Seu Walter foi na Arena aos 88
Ontem era o último jogo do ano na Arena Grêmio. Gilmar e seu filho Matheus resolveram que era o momento de levar o pai e avô, Walter Oliveira, para conhecer o novo estádio do seu time do coração.
Só não pensem que o seu Walter, surpreendentemente lúcido e ágil aos 88 anos, é cristão novo no futebol. Não, mas claro que não. Ele foi no jogo inaugural do Olímpico, em 1954, aos 23 anos (coindidentemente a mesma idade de seu neto), quando ainda morava em Butiá, onde trabalhava como mineiro e tocava acordeon nos bailes junto com seu irmão Waltério, encantando moças como Iolanda, 12 anos mais jovem, sua esposa. Naquela cidade, antes de vir para Charqueadas, onde reside há décadas, levava os filhos para assistir aos confrontos entre Brasil e Butiá, eis que torcedor do primeiro. E gremista, sempre gremista.

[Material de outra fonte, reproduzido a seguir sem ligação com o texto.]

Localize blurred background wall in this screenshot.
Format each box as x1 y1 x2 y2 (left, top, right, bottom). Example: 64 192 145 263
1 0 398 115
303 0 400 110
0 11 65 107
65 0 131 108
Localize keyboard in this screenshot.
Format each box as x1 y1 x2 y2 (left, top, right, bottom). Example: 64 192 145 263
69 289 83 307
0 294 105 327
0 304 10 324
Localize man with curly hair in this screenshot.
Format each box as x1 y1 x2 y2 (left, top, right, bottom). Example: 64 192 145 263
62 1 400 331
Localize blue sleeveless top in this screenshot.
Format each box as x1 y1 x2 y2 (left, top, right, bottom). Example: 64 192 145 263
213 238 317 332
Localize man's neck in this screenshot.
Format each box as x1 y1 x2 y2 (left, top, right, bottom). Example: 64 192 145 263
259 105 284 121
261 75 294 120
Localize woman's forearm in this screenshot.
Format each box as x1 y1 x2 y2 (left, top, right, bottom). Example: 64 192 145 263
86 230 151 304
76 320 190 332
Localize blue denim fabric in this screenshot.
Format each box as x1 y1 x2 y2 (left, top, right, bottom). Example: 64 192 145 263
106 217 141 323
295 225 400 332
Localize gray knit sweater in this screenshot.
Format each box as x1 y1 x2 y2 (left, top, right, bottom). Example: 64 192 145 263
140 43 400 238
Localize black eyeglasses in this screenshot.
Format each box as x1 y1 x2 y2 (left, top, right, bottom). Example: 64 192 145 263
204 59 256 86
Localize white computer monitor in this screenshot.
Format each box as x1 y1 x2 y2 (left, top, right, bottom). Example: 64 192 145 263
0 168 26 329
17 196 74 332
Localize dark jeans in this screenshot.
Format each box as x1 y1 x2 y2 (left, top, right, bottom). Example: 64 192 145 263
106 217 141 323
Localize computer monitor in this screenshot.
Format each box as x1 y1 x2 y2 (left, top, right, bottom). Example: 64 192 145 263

Seu Walter ficou encantado com a Arena. E a Arena com ele. Seu neto publicou as duas fotos acima no Twitter, e elas tiveram 1k de curtidas, além de 100 compartilhamentos, 37 mil visualizações e 7 mil interações. Conversei com o seu Walter durante o Grêmio 2x0 Cruzeiro. Ele é a segunda pessoa de Charqueadas que foi no primeiro jogo do Olímpico com a qual eu já falei. A outra foi a saudosa dona Loivaci, da Banca do Povo. Pois bem, seu Walter, falando com sua voz calma e pausada, recordava do placar, 2x0, do time, o Nacional do Uruguai, e do goleador, Zunino, atacante uruguaio que jogava no Grêmio. Zunino estava, sim, naquele jogo, mas quem marcou os gols do Tricolor foi o centroavante Vítor.
Na verdade, há 65 anos, aquele longínquo Grêmio 2x0 Nacional era a primeira partida do Torneio Inaugural do Olímpico, do qual participaram também Liverpool do Uruguai e o Internacional dos tempos do famoso Rolo Compressor. O Grêmio fez 4x0 no Liverpool, mas depois levou um sacode daqueles do rival local, 6x2, ficando o Inter de Larri e Bodinho com o título. Zunino marcou dois gols no torneio, um contra o Inter e outro contra o Liverpool; assim, não sei o que traiu a memória do seu Walter naquela partida. A aparência dos atletas é que não foi. Embora os dois usassem bigode, o uruguaio era branco e media 1m70cm, enquanto o brasileiro era negro e chegava a 1m87cm.
Em 1954 eram 38 mil pessoas a lotar o Olímpico ainda sem o segundo anel, que somente seria concluído em 1980, por outro gremista que lá também se encontrava, Hélio Dourado. Ontem, estiveram na Arena 20 mil pessoas, estádio com capacidade para 55 mil torcedores. Hélio Dourado não estava lá, pois faleceu aos 87 anos, em 2017. Era contemporãneo do seu Walter. O primeiro nasceu em março de 1930, o segundo em janeiro de 1931, mês que vem fará 89 anos. Zunino, Vitor, Bodinho, Larri, todos também já se foram. Assim, seu Walter é a história viva, testemunha ocular daquele fato importantíssimo na vida centenária de seu time.
Vida longa, seu Walter, gremista, mineiro e gaiteiro do Butiá.